Checking the ongoing alerts about Sony Group for important developments is a great way to find new opportunities for your next move. Stock alerts and notifications screener for Sony Group help investors to be notified of important events, changes in technical or fundamental conditions, and significant headlines that can affect investment decisions.
Sony Group has accumulated 2.71 T in total debt with debt to equity ratio (D/E) of 0.39, which is about average as compared to similar companies. Sony Group has a current ratio of 0.63, indicating that it has a negative working capital and may not be able to pay financial obligations in time and when they become due. Debt can assist Sony Group until it has trouble settling it off, either with new capital or with free cash flow. So, Sony Group's shareholders could walk away with nothing if the company can't fulfill its legal obligations to repay debt. However, a more frequent occurrence is when companies like Sony Group sell additional shares at bargain prices, diluting existing shareholders. Debt, in this case, can be an excellent and much better tool for Sony to invest in growth at high rates of return. When we think about Sony Group's use of debt, we should always consider it together with cash and equity.
Evaluating Sony Group's performance can involve analyzing a variety of financial metrics and factors. Some of the key considerations to evaluate Sony Group's stock performance include:
  • Analyzing Sony Group's financial statements, including its income statement, balance sheet, and cash flow statement, helps in understanding its overall financial health and growth potential.
  • Getting a closer look at valuation ratios like price-to-earnings (P/E) ratio, price-to-sales (P/S) ratio, and price-to-book (P/B) ratio help in understanding whether Sony Group's stock is overvalued or undervalued compared to its peers.

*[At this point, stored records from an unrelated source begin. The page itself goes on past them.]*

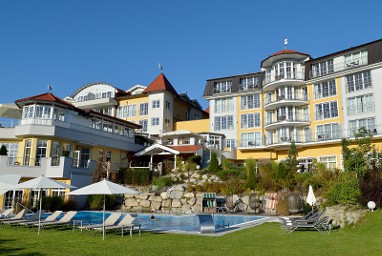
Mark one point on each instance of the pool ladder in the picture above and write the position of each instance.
(225, 213)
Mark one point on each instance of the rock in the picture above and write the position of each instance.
(166, 203)
(191, 201)
(176, 203)
(145, 203)
(189, 194)
(131, 202)
(164, 195)
(156, 206)
(142, 196)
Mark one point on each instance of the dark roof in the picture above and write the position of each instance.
(160, 83)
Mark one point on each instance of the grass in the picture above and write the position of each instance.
(267, 239)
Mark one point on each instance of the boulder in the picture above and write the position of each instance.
(156, 206)
(131, 202)
(145, 203)
(176, 203)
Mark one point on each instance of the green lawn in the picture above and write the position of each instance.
(267, 239)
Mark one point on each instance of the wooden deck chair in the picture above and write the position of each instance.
(110, 221)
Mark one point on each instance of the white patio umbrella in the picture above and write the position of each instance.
(41, 183)
(104, 188)
(311, 199)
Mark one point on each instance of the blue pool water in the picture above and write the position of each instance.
(185, 223)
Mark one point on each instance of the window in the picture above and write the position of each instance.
(144, 109)
(230, 143)
(250, 139)
(359, 81)
(250, 101)
(249, 83)
(322, 68)
(156, 104)
(329, 161)
(326, 110)
(223, 123)
(250, 120)
(41, 151)
(361, 104)
(220, 87)
(223, 105)
(367, 123)
(155, 121)
(356, 58)
(168, 105)
(328, 131)
(325, 89)
(143, 123)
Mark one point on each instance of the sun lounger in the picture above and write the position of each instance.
(65, 220)
(6, 214)
(51, 218)
(110, 221)
(125, 224)
(19, 216)
(32, 217)
(321, 225)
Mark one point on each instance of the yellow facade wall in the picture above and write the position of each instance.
(196, 126)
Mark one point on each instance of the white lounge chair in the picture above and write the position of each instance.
(7, 213)
(19, 216)
(110, 221)
(51, 218)
(125, 224)
(65, 220)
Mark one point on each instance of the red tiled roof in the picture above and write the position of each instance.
(161, 84)
(287, 52)
(49, 97)
(186, 149)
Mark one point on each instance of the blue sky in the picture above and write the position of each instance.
(67, 44)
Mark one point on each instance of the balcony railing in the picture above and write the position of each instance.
(338, 67)
(288, 98)
(310, 137)
(270, 78)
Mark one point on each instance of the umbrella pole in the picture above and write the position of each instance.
(103, 219)
(39, 214)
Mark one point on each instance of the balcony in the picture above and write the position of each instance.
(341, 66)
(273, 81)
(283, 121)
(283, 101)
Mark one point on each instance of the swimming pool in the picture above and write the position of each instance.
(178, 223)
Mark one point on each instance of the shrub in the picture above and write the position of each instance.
(250, 166)
(371, 188)
(346, 191)
(214, 163)
(163, 181)
(52, 203)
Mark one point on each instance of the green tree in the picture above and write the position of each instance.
(214, 163)
(250, 166)
(356, 159)
(3, 150)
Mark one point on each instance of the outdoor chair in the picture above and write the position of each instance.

  • Examining Sony Group's industry or sector and how it is performing can give you an idea of its growth potential and how it is positioned relative to its competitors.
  • Evaluating Sony Group's management team can have a significant impact on its success or failure. Reviewing the track record and experience of Sony Group's management team can help you assess the Company's leadership.
  • Pay attention to analyst opinions and ratings of Sony Group's stock. These opinions can provide insight into Sony Group's potential for growth and whether the stock is currently undervalued or overvalued.
It's essential to remember that evaluating Sony Group's stock performance is not an exact science, and many factors can impact Sony Group's stock market price. Therefore, it's also important to diversify your portfolio and not rely solely on one company or stock for your investments.

Other Information on Investing in Sony Stock

Sony Group financial ratios help investors to determine whether Sony Stock is cheap or expensive when compared to a particular measure, such as profits or enterprise value. In other words, they help investors to determine the cost of investment in Sony with respect to the benefits of owning Sony Group security.